About the Role:The Compute Platform team is responsible for designing and operating the systems that orchestrate and scale batch and distributed workloads across our environments. You will work at the intersection of infrastructure, distributed systems, and developer experience-ensuring that complex workloads are reliable, efficient, and easy to run.
As a Senior Compute Platform Engineer, you will design and operate high scale batch compute systems and workflow orchestration systems that power engineers across the company.
Responsibilities:- Design and operate distributed systems for scheduling and executing large-scale batch workloads across Kubernetes clusters.
- Build and maintain compute platform abstractions.
- Optimize utilization of compute resources.
- Develop and improve multi-tenant scheduling strategies.
- Improve reliability and fault tolerance of large-scale distributed jobs and platform components.
- Collaborate with teams across the company to understand workload requirements and improve platform capabilities.
- Contribute to platform tooling, automation, and CI/CD workflows.

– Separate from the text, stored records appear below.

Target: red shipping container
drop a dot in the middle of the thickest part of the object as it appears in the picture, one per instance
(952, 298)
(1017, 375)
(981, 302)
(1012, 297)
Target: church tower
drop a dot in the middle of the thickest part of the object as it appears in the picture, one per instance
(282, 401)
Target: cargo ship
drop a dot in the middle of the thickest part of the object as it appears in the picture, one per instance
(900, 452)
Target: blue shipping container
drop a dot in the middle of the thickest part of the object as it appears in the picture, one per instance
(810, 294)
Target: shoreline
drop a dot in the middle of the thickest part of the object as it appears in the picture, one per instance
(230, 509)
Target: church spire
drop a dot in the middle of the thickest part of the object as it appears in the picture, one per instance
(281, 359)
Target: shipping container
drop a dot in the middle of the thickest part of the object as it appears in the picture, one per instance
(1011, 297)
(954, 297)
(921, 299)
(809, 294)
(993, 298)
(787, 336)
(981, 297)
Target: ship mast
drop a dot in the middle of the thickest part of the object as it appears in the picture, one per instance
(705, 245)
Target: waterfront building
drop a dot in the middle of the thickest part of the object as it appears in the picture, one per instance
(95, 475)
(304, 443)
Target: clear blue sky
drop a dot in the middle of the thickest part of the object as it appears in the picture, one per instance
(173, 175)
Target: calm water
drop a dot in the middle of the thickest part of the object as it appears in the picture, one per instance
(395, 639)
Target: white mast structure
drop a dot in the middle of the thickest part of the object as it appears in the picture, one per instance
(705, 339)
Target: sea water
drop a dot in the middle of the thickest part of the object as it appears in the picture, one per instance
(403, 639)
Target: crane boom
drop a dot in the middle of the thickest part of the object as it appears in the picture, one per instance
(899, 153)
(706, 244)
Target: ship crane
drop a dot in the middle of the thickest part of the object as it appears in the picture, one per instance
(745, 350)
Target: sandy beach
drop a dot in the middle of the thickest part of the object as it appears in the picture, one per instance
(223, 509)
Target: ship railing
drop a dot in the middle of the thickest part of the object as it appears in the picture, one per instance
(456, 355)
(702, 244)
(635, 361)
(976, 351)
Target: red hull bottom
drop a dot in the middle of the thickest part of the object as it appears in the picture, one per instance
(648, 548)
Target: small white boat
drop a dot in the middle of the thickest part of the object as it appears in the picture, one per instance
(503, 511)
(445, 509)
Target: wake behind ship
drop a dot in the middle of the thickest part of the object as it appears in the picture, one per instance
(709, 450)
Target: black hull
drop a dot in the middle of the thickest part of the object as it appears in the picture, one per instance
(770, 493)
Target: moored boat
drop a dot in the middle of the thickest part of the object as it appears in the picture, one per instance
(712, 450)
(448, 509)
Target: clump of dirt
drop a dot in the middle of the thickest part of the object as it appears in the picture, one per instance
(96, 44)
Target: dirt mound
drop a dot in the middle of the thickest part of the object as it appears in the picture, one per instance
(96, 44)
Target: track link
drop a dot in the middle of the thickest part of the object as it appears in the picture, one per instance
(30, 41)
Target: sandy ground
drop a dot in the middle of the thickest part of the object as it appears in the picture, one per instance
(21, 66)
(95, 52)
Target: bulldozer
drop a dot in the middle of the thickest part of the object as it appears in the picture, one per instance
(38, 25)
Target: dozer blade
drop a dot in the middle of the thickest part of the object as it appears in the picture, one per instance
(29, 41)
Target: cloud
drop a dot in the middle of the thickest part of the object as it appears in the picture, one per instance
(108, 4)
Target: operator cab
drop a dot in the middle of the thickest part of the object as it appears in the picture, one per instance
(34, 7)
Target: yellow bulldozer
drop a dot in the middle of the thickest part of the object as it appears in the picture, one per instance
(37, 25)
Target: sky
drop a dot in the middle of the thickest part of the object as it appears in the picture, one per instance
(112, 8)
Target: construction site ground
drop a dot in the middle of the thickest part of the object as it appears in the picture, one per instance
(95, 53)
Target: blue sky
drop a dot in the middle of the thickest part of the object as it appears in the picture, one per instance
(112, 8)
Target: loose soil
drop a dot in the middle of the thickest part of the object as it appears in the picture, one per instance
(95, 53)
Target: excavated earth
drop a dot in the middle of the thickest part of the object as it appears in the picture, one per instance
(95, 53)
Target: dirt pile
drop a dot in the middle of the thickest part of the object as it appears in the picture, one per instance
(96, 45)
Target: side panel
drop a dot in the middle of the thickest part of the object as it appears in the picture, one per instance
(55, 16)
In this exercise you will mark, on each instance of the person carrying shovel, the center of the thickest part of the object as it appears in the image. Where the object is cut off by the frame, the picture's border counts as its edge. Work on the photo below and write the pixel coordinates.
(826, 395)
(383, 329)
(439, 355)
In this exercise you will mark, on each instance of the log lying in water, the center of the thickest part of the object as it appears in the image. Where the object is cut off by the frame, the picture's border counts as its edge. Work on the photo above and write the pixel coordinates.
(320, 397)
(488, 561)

Qualifications: - 7+ years of experience building and operating distributed systems or infrastructure platforms.
- Strong experience with Kubernetes and container orchestration in production grade environments.
- Proficiency developing in Golang and Python.
- Experience designing and operating large-scale batch compute systems.
- Strong debugging and problem-solving skills in complex distributed systems.
- Ability to collaborate across teams and communicate technical concepts clearly.
- Experience with at least one batch scheduling system such as Kueue, Armada, Volcano, or Slurm.